You can't just do that and get in quality testing time with more than one or two products.

Reviewing things fairly and helpfully is hard and takes time, and especially as AI slop takes over writing (thankfully it looks like this article at least has a byline), I think it's going to be harder and harder to find actual useful human reviews to guide decisions.

1 comments

Come on, these are air quality measuring devices. You set them all up, set their panels next to each other for the duration of the testing, and then you evaluate their performances. It doesn't take much time. You look at them when you take readings at whatever interval to compare accuracy. You glance at them to see readability. It doesn't require a lot of effort.

This is quite different from being tasked with comparing bicycles which would require a lot of effort to give equal time to each one. Unless the journo was a world class rider, I'd be shocked if they rode any one of them for more than 5 minutes.

Applied inversely to bikes: Come on, these are bikes.
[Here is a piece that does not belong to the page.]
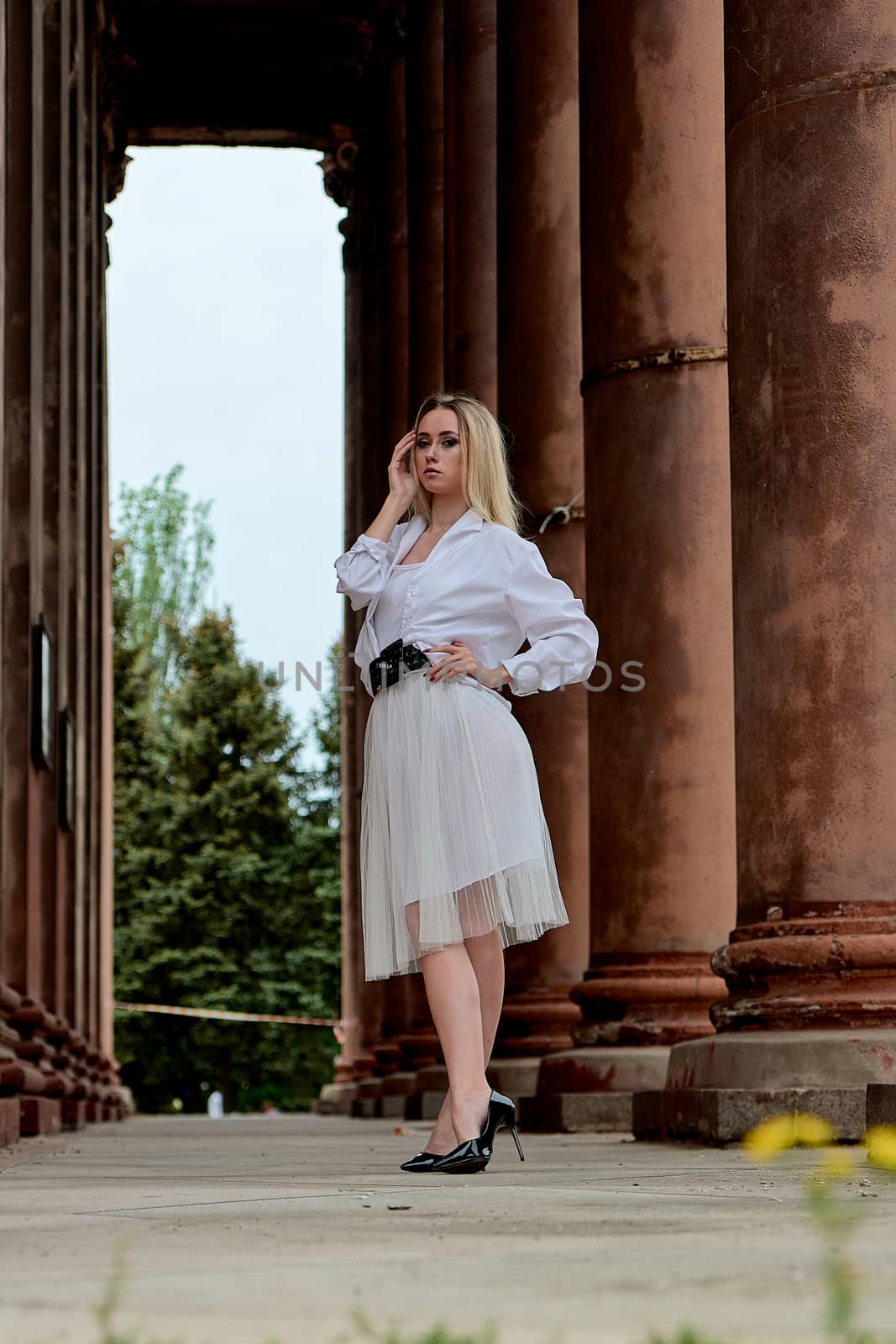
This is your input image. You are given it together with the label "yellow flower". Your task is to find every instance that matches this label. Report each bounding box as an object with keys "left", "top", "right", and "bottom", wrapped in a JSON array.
[
  {"left": 743, "top": 1111, "right": 837, "bottom": 1163},
  {"left": 864, "top": 1125, "right": 896, "bottom": 1172}
]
You get on the bike, you pedal around, it doesn't take much time.

These devices usually have between 3-8 sensors inside (with wildly varying quality and quality control), run firmware that _usually_ has access to your WiFi or requires an app to run on your phone (security implications), and are meant to exist in your home for years at a time.

Good reviews which consider all those aspects take time and effort, even for simpler devices.

If you are actually in good faith comparing the zero energy collecting of values from a set of monitors to the physical exertion of riding a bicycle as the same thing, then I just cannot have a conversation with someone that is deliberately being that obtuse.
Why do you believe that collecting data, collating it into useful information and making conclusions from that information is "zero energy"? Yes, testing bicycles will require more calories and exertion, but that doesn't mean that testing computers, sensors, or other technological devices is a zero energy effort.